Today we tackle a topic similar to the topic from last week where we considered nested classes. This time we consider multiple top-level classes in a single source file. The difference between what we are considering today and what we considered last week is that these classes are at the same level as the "base class". You may not even know that you can have multiple top level classes in a source file (you can only have one top level public
class in a source file) and, per this chapter, that's OK because you shouldn't be using this ability.
Let's consider the benefits we get from having multiple top level classes in a file. We don't need to create as many files. It could be used a way to group related classes together. We don't pay extra for additional files so we should be good skipping that benefit and we can use packages to group related files.
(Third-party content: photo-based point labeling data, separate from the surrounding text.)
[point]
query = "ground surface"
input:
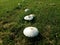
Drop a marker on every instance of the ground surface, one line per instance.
(47, 20)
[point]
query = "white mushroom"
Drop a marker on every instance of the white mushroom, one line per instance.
(30, 31)
(29, 17)
(26, 10)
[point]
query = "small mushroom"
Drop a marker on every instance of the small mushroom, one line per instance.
(26, 10)
(30, 31)
(29, 17)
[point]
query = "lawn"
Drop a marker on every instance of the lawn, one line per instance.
(47, 20)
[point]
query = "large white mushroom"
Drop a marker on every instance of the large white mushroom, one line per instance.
(30, 32)
(26, 10)
(29, 17)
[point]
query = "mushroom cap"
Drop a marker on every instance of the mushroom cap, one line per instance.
(26, 10)
(30, 31)
(29, 17)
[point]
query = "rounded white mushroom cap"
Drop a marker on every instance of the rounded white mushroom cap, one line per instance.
(26, 10)
(30, 31)
(29, 17)
(18, 3)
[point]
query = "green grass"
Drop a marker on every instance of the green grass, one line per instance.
(47, 20)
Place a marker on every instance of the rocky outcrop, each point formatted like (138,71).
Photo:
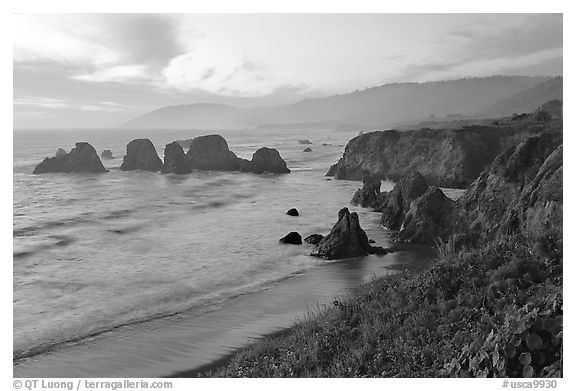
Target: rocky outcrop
(175,160)
(141,155)
(292,238)
(553,108)
(397,204)
(107,154)
(445,157)
(292,212)
(82,158)
(368,195)
(268,160)
(537,212)
(346,239)
(487,200)
(314,238)
(430,220)
(212,153)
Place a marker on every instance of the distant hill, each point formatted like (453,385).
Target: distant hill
(377,106)
(526,101)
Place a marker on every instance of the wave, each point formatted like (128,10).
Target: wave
(58,241)
(205,304)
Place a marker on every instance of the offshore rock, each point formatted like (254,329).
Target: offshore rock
(82,158)
(141,155)
(175,160)
(346,239)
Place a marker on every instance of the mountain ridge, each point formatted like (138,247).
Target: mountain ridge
(382,105)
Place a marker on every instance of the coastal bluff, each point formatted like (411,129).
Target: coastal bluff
(445,157)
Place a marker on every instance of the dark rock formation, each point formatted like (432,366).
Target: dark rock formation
(292,238)
(445,157)
(430,219)
(346,239)
(292,212)
(486,201)
(107,154)
(175,160)
(537,212)
(398,201)
(314,238)
(82,158)
(268,160)
(141,155)
(212,153)
(553,108)
(368,195)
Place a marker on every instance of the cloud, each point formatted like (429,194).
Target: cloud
(60,104)
(211,69)
(120,74)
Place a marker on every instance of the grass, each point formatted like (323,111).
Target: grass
(491,311)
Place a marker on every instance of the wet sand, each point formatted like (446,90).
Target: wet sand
(182,344)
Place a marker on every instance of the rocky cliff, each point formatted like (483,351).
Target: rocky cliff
(519,192)
(444,157)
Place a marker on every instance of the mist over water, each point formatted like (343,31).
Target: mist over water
(92,252)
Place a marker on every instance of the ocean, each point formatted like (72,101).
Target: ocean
(96,253)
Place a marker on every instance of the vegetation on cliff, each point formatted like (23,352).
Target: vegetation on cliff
(491,306)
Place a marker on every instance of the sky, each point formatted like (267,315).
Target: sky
(99,70)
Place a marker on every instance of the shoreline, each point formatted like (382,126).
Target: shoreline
(210,369)
(190,344)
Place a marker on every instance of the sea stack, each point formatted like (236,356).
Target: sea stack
(346,239)
(268,160)
(175,160)
(107,154)
(141,155)
(82,158)
(212,153)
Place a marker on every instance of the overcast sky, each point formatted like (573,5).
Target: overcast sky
(98,70)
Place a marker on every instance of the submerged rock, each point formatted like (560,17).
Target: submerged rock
(107,154)
(430,220)
(141,155)
(82,158)
(292,238)
(175,160)
(292,212)
(346,239)
(398,200)
(314,238)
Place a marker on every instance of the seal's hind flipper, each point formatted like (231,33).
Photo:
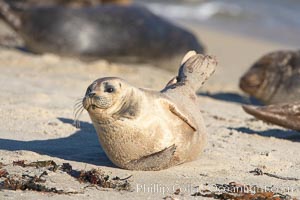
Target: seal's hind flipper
(285,115)
(196,69)
(156,161)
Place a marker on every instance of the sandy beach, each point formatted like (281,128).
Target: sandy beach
(38,92)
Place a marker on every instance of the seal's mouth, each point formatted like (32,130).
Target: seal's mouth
(93,101)
(251,82)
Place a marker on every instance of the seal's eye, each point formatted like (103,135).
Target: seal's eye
(89,90)
(109,89)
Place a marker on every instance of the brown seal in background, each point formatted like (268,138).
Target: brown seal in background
(113,32)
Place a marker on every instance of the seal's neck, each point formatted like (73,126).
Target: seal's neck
(128,106)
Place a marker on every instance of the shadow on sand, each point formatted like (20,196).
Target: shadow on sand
(231,97)
(277,133)
(82,146)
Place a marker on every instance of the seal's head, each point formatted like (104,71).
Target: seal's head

So let's look a little more concretely into what problems not following this advice can cause. One that the book doesn't mention is that this is an unexpected ability to take advantage of, because of this, it can be confusing to future developers working in your project when they are looking for where a specific class is defined. On top of this the main benefit that the book mentions is that you can run into cases where you have two classes defining the same class and which instance gets selected depends on how the code was compiled. This is demonstrated in the book by going through different orders of parameters you could pass to the Java compiler on the command line. Now I don't know about you, but I usually am not compiling code on the command line, I'm usually using my IDE so not only does the order affect how the code will execute but we, most of the time, don't have visibilty into the order or parameters passed to the compiler.
To sum it up, having multiple classes defined at the top level in a single source file provides us basically no value but does bring with it predictability and maintainability troubles and thus should be avoided.